Securing a file upload endpoint
While a file upload endpoint may not be the first choice of places to hit with a DDOS attack, that doesn't mean that security concerns should go out the window. As you mention in comments, requiring user access doesn't help much: PHP will accept the upload regardless and store it in a temporary location. It will get immediately deleted when you don't do anything with the upload, but it will still get written to disk temporarily.
Your other suggestion of setting the /tmp
directory size large enough that you can't run out of free space (as determined by your available bandwidth) will certainly make sure your hard-drive won't fill up (although overflowing a /tmp directory wouldn't necessarily kill a server, especially if it is on its own partition). That then shows the next weak point in your chain - if all your bandwidth is being used up in an attempt to overwhelm a file upload endpoint, then your service is going to be down regardless of whether or not your machine has space on its hard-drive (because your network bandwidth is all used up). Which pretty much answers your question because at that point in time a DDOS via file upload is no longer possible. If your file upload endpoint can't be DDOS'd except by completely overwhelming your network bandwidth, then no one will bother trying to DDOS your file upload endpoint: they'll just aim enough traffic at you to try to overwhelm your network connection. At that point in time, I'd say that your file upload is secure!
I'm not sure how much it would cost to purchase that much hard-drive space.

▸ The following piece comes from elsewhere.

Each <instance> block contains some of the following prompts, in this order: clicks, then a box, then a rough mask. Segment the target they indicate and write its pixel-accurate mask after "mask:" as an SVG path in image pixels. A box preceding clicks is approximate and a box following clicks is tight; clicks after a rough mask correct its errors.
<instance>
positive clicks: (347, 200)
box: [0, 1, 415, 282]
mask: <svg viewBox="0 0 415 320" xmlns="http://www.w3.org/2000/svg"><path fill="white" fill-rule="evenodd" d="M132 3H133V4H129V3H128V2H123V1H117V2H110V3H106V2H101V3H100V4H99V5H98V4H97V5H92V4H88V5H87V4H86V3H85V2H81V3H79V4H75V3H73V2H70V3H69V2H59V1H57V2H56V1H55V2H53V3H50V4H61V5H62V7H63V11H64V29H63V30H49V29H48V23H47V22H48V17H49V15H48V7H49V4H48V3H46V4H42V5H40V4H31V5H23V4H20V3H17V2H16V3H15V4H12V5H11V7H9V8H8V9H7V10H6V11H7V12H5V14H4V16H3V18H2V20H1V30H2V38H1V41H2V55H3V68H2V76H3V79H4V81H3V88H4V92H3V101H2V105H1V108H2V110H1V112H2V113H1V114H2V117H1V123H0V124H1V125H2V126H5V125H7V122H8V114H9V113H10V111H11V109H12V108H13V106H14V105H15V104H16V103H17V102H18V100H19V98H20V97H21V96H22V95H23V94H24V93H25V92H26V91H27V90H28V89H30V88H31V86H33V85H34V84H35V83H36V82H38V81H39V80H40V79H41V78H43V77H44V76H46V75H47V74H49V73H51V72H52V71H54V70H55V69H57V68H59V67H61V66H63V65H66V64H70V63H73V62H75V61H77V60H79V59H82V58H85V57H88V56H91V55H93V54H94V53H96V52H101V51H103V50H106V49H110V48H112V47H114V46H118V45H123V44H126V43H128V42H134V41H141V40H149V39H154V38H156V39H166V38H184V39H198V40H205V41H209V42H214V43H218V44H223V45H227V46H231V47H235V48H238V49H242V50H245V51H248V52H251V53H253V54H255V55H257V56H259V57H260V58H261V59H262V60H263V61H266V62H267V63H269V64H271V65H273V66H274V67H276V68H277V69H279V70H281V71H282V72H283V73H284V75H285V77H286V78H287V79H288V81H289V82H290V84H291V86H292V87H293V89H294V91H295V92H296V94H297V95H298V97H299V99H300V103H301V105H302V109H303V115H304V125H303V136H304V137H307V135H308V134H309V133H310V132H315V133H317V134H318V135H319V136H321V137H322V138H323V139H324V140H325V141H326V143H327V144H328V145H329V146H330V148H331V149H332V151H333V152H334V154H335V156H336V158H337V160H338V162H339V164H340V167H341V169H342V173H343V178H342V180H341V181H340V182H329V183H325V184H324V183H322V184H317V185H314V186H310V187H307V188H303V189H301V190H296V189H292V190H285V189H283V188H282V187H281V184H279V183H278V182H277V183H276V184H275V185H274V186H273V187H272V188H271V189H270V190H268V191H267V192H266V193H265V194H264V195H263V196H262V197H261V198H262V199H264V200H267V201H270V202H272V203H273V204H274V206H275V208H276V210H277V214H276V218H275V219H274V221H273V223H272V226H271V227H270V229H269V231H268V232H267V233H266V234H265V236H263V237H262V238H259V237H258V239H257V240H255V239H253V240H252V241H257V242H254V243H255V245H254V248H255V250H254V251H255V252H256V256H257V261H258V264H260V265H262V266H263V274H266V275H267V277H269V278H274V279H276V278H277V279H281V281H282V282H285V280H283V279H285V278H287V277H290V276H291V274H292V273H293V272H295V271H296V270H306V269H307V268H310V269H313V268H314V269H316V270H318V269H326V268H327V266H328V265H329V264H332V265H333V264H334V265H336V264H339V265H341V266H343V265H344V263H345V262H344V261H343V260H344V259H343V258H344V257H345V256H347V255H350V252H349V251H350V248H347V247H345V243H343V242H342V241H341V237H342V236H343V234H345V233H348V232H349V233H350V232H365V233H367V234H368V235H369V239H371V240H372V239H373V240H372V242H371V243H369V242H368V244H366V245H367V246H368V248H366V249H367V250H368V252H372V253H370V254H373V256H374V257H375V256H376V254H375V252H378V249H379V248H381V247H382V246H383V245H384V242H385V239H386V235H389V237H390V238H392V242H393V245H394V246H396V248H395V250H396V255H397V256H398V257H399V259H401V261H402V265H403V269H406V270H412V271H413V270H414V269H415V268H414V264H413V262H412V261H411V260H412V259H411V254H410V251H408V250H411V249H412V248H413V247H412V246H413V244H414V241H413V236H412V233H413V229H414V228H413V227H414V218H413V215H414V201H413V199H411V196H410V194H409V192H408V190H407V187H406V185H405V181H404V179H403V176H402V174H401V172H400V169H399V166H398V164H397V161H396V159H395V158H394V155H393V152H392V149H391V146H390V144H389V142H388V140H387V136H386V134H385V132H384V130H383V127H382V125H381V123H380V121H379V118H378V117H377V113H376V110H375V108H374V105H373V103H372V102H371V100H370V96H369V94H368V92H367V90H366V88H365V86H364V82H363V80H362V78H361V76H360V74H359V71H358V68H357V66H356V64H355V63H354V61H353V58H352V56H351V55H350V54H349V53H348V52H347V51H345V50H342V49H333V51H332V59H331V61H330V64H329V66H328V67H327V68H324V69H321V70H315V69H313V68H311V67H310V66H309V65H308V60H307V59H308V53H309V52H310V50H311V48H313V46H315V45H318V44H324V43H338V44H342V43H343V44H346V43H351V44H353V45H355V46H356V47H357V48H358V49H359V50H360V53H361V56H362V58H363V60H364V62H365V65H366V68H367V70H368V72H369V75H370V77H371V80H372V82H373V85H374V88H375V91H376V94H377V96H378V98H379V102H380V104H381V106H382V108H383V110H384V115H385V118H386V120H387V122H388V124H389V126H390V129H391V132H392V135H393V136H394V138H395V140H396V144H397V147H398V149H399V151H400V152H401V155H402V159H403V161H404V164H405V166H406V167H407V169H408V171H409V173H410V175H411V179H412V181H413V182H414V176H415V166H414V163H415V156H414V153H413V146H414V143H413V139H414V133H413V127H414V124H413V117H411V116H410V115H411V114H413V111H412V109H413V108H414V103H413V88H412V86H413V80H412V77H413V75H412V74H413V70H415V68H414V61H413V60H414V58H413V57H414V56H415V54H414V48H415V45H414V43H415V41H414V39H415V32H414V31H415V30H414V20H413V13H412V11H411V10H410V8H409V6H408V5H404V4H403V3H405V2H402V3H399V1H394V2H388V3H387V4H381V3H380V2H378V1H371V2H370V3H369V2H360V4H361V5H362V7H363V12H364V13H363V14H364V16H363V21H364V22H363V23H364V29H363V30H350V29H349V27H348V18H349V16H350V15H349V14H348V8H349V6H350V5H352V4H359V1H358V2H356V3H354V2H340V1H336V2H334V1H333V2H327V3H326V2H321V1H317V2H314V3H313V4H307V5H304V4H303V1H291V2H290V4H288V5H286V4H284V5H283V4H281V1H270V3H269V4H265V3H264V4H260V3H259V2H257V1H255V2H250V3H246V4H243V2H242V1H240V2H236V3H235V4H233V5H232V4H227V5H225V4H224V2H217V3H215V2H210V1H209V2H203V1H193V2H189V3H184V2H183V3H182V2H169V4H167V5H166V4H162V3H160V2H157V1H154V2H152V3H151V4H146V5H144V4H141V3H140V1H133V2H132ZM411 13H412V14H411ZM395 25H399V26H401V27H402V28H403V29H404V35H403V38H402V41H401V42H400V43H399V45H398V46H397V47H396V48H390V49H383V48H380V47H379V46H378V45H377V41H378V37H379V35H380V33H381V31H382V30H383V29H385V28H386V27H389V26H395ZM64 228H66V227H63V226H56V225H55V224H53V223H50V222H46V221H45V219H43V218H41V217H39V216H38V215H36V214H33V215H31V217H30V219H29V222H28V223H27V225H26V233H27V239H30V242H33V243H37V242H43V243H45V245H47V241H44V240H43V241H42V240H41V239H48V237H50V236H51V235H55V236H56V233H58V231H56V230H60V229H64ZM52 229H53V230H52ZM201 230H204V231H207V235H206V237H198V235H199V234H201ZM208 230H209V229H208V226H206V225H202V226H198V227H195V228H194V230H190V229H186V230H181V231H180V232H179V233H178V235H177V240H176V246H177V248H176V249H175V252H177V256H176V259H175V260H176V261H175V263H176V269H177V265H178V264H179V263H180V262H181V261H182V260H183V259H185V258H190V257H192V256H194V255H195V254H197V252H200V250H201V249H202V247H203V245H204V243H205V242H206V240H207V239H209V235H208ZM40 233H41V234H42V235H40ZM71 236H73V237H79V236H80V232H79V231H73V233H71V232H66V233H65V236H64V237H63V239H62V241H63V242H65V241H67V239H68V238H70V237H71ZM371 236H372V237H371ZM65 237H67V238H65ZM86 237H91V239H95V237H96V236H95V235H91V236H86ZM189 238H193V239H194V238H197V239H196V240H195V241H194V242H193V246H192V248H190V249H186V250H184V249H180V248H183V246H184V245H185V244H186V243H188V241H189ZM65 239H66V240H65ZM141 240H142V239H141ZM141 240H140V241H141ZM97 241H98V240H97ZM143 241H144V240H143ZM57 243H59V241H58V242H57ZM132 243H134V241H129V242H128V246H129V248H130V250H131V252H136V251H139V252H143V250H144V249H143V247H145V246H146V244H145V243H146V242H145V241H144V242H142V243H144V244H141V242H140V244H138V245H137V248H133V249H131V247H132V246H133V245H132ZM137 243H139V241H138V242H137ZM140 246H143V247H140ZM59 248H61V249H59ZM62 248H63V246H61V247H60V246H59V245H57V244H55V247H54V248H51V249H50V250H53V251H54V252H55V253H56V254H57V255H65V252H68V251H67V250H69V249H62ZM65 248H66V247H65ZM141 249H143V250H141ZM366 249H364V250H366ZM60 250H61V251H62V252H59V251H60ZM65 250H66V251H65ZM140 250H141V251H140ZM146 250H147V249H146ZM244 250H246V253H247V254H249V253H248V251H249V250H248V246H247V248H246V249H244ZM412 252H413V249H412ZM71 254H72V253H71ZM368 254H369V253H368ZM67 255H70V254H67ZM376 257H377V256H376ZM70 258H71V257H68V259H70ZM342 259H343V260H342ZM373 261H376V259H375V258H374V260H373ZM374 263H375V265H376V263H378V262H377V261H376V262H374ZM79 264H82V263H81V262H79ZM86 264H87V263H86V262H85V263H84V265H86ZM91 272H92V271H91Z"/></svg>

It would depend on your hosting provider (although hard-drive space is usually cheap) and your available bandwidth. That being said, there is also a pretty simple solution to protect such a system: put your file upload system on a separate server on a separate network, (uploads.example.com
) and make sure all your systems have some DDOS protection (i.e. cloudflare). Then a DDOS against your file upload endpoint can take it down, but the rest of your systems would continue on their merry way. Of course in that case, I can't imagine someone would try to DDOS your file upload. They would just try to find a more appealing attack vector that impacts your main systems.